No Brasil e no Napa Valley

Dois jovens enólogos tocam vinícola que em seis anos saltou de 300 para 60 mil garrafas, com matriz em Garibaldi (RS), filial na Califórnia e distribuição própria em São Paulo




Tudo começou com quatro caixas de 15 quilos da uva Marselan, que logo se tornariam 45 garrafas de um vinho que até hoje segue sem nome, mas que para eles se tornou o grande marco de suas vidas. A Safra era 2017. Eles tinham apenas 21 anos. Empolgados com a experiência, resolveram ir um pouco além, debruçando-se no que viria a ser um negócio. E a produção comercial nasceu com 300 garrafas de um Cabernet Sauvignon 2017 batizado com a marca Tra Nodo. Em seis anos, a vinícola chega a 60.000 garrafas em mais de 30 rótulos autorais Super Premium e prevê um incremento de 20% até o final de 2023. Lucas Foppa e Ricardo Ambrosi, hoje com 27 anos, nem imaginavam a grande transformação que estava por vir com a jovem Tenuta Foppa & Ambrosi, tornando-se a primeira vinícola brasileira a fazer vinhos no Napa Valley, na Califórnia.
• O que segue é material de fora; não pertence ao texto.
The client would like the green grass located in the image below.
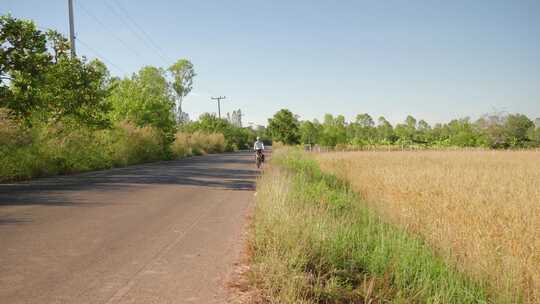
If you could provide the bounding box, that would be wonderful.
[250,150,489,303]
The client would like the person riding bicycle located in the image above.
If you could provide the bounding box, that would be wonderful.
[253,136,264,162]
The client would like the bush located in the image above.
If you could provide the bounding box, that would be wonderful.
[0,117,167,181]
[249,149,488,304]
[171,132,226,158]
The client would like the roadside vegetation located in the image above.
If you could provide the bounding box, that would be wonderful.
[316,150,540,303]
[248,148,489,303]
[0,15,260,182]
[268,109,540,150]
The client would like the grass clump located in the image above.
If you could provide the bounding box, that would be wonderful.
[171,132,226,158]
[0,117,168,182]
[250,150,488,303]
[315,150,540,303]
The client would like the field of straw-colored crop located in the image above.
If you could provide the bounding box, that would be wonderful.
[316,151,540,303]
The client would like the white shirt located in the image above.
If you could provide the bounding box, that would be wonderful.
[253,140,264,150]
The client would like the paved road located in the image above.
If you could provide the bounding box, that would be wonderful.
[0,153,257,304]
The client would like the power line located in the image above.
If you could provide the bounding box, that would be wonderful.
[77,38,127,74]
[108,0,171,64]
[104,1,168,64]
[211,96,227,118]
[75,1,144,60]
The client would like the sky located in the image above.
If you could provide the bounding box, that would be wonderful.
[0,0,540,125]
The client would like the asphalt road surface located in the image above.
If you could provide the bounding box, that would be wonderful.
[0,152,258,304]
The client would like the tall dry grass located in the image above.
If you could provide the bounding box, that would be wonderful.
[249,149,488,304]
[171,132,226,158]
[0,116,168,182]
[316,151,540,303]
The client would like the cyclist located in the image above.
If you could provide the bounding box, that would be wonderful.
[253,136,264,165]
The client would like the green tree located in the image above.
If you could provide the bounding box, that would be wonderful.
[320,114,349,147]
[40,56,110,127]
[0,15,52,123]
[268,109,300,145]
[168,59,197,123]
[504,114,534,147]
[300,120,321,145]
[349,113,377,145]
[377,116,396,144]
[109,66,176,140]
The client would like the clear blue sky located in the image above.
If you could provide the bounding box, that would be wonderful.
[0,0,540,124]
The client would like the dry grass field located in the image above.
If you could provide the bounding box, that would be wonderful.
[315,151,540,303]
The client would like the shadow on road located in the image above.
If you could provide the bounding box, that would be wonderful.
[0,152,259,214]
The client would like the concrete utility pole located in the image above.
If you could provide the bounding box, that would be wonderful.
[211,96,227,118]
[68,0,77,58]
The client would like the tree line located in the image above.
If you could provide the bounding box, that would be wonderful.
[0,15,256,181]
[267,109,540,149]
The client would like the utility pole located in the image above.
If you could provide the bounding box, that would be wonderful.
[68,0,77,58]
[211,96,227,118]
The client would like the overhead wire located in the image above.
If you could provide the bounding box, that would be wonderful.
[76,38,127,74]
[75,1,144,60]
[104,0,171,64]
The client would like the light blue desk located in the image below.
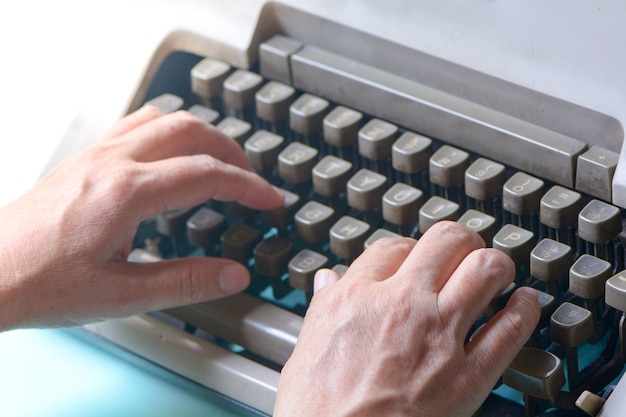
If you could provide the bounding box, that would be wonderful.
[0,329,258,417]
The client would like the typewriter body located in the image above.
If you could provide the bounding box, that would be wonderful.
[47,1,626,417]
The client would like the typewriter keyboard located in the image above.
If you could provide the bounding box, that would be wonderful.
[119,37,626,416]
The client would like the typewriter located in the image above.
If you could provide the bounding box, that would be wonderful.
[47,1,626,417]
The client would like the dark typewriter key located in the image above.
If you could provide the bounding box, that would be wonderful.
[550,302,594,391]
[313,155,352,197]
[604,271,626,312]
[465,158,506,201]
[419,196,461,233]
[289,94,330,135]
[187,207,227,250]
[569,254,613,302]
[576,145,619,201]
[493,224,535,270]
[278,142,319,184]
[323,106,363,148]
[244,130,284,173]
[188,104,220,124]
[383,183,424,226]
[483,282,517,318]
[294,201,335,243]
[191,58,230,101]
[223,69,263,113]
[261,190,300,232]
[530,238,574,298]
[502,347,565,400]
[156,207,196,236]
[330,216,370,260]
[363,229,402,249]
[253,237,293,278]
[346,169,387,212]
[288,249,328,292]
[359,119,398,161]
[457,209,498,247]
[220,223,261,265]
[216,117,252,147]
[255,81,296,123]
[145,94,185,113]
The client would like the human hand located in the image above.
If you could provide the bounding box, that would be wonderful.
[0,107,283,331]
[274,222,540,417]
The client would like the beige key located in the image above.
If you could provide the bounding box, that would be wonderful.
[419,196,461,233]
[502,172,543,216]
[359,119,398,161]
[569,254,613,299]
[502,347,565,399]
[278,142,319,184]
[346,169,387,211]
[363,229,402,249]
[457,209,498,246]
[313,155,352,197]
[330,216,370,259]
[391,132,433,174]
[215,117,252,147]
[191,58,230,99]
[465,158,506,201]
[604,271,626,311]
[288,249,328,291]
[294,201,335,243]
[224,69,263,110]
[383,183,424,226]
[254,81,296,123]
[429,145,470,188]
[530,238,574,282]
[493,224,535,266]
[289,94,330,135]
[539,185,582,229]
[188,104,220,124]
[578,200,622,243]
[323,106,363,148]
[244,130,285,172]
[550,302,594,347]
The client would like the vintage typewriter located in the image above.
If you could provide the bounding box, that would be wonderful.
[46,2,626,416]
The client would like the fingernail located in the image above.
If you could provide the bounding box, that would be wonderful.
[219,264,250,294]
[313,269,332,294]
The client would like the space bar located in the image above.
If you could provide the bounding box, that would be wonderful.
[290,46,587,187]
[164,294,302,365]
[85,316,280,415]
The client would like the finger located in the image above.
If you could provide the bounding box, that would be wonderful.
[100,106,165,140]
[465,287,541,382]
[439,249,515,337]
[114,111,251,169]
[396,221,485,292]
[102,257,250,317]
[313,268,340,294]
[133,155,284,216]
[342,238,416,282]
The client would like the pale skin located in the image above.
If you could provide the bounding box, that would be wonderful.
[0,107,539,416]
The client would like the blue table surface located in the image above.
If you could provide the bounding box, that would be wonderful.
[0,329,258,417]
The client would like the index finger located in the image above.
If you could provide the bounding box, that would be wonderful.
[392,221,485,292]
[114,111,251,170]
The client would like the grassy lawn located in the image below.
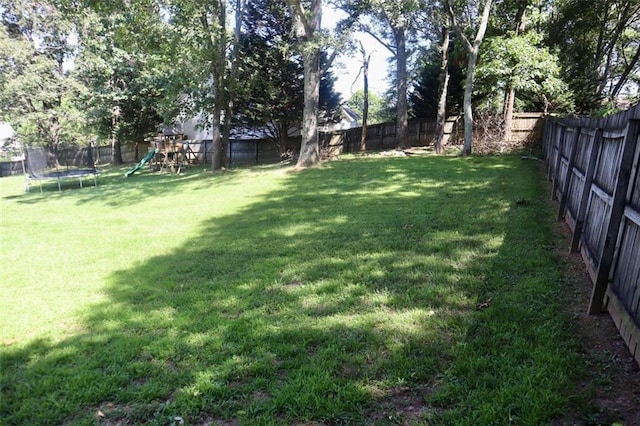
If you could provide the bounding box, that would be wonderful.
[0,156,583,425]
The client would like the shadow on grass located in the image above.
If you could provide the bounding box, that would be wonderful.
[1,157,580,424]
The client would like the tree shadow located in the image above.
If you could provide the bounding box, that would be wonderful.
[2,157,560,424]
[4,166,242,208]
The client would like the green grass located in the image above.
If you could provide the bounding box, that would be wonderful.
[0,156,581,425]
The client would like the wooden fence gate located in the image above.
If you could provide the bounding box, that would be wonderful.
[543,105,640,363]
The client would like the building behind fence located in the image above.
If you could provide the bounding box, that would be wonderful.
[543,105,640,363]
[0,113,543,176]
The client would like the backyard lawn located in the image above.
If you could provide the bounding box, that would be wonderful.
[0,155,620,425]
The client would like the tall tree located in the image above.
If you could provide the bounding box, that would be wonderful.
[343,0,421,148]
[166,0,230,171]
[235,0,341,154]
[355,42,371,151]
[347,89,395,124]
[548,0,640,113]
[446,0,492,156]
[503,0,531,142]
[0,0,83,150]
[235,0,304,154]
[287,0,322,167]
[74,0,166,164]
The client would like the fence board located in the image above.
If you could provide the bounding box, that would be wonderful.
[543,105,640,362]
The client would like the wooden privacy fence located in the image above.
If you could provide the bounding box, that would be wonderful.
[543,105,640,363]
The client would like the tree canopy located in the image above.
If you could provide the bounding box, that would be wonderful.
[0,0,640,161]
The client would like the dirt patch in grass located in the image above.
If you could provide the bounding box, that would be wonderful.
[558,223,640,426]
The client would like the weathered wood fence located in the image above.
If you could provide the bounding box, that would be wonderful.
[543,105,640,363]
[322,112,543,153]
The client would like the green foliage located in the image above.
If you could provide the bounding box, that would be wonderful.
[548,0,640,113]
[475,32,573,112]
[235,0,341,145]
[347,89,395,124]
[0,156,609,425]
[0,0,84,147]
[76,1,166,148]
[410,38,465,118]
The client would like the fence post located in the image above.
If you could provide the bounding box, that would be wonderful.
[557,127,582,220]
[589,120,640,315]
[570,129,602,253]
[551,126,566,200]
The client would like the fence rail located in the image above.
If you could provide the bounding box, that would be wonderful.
[543,105,640,363]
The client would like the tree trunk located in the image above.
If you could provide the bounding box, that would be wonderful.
[360,43,371,152]
[502,0,529,144]
[211,101,226,172]
[209,0,227,172]
[394,27,409,149]
[289,0,322,167]
[111,105,122,166]
[221,0,244,167]
[296,48,320,167]
[447,0,493,156]
[435,20,449,154]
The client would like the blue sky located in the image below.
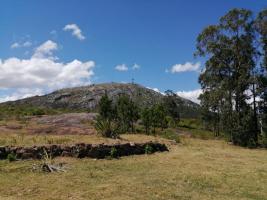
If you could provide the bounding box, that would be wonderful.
[0,0,267,101]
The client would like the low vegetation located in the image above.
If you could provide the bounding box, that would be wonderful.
[195,9,267,148]
[0,138,267,200]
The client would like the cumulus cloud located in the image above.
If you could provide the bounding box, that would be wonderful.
[63,24,85,40]
[33,40,58,58]
[115,64,128,71]
[170,62,200,74]
[0,40,95,101]
[0,88,44,103]
[132,63,141,70]
[10,41,32,49]
[176,89,202,104]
Com 300 garrafas armazenadas no porão da casa da família Ambrosi, o que a dupla de jovens enólogos se perguntava era: Como vamos transformar estas garrafas em dinheiro? Este era o grande desafio. Afinal, eles sabiam fazer vinhos, tinham coragem, mas vender era algo a ser descoberto. Atrevidos, aproveitaram cada oportunidade. E numa noite de Confraria em 2017, em uma degustação de vinhos Cabernet Sauvignon do Napa Valley, eles tiveram certeza de que era este o modelo vinícola que queriam seguir. “É pra lá que temos que ir”, proferiu Foppa. Quatro meses depois, ambos já estavam trabalhando na Califórnia, aprendendo com o mercado americano. “A gente lavava caixas com outros enólogos do mundo todo. Nosso gosto pelo trabalho conquistou a confiança de nossos superiores e fomos acumulando diversas tarefas. Aprendemos muito. Nossa jornada chegava até 15h por dia, das 5h da manhã às 20h”, conta Ambrosi. Foppa garante que esta experiência foi o grande ‘divisor de águas’ da história da Tenuta. “Enquanto estivemos lá, aproveitamos para conhecer muitos projetos. Voltamos dos Estados Unidos certos de que este seria o nosso modelo de negócio, inspirado no formato de uma vinícola chamada Pure Cru. Isso não saía da nossa cabeça. Estava na hora de deixar o porão”.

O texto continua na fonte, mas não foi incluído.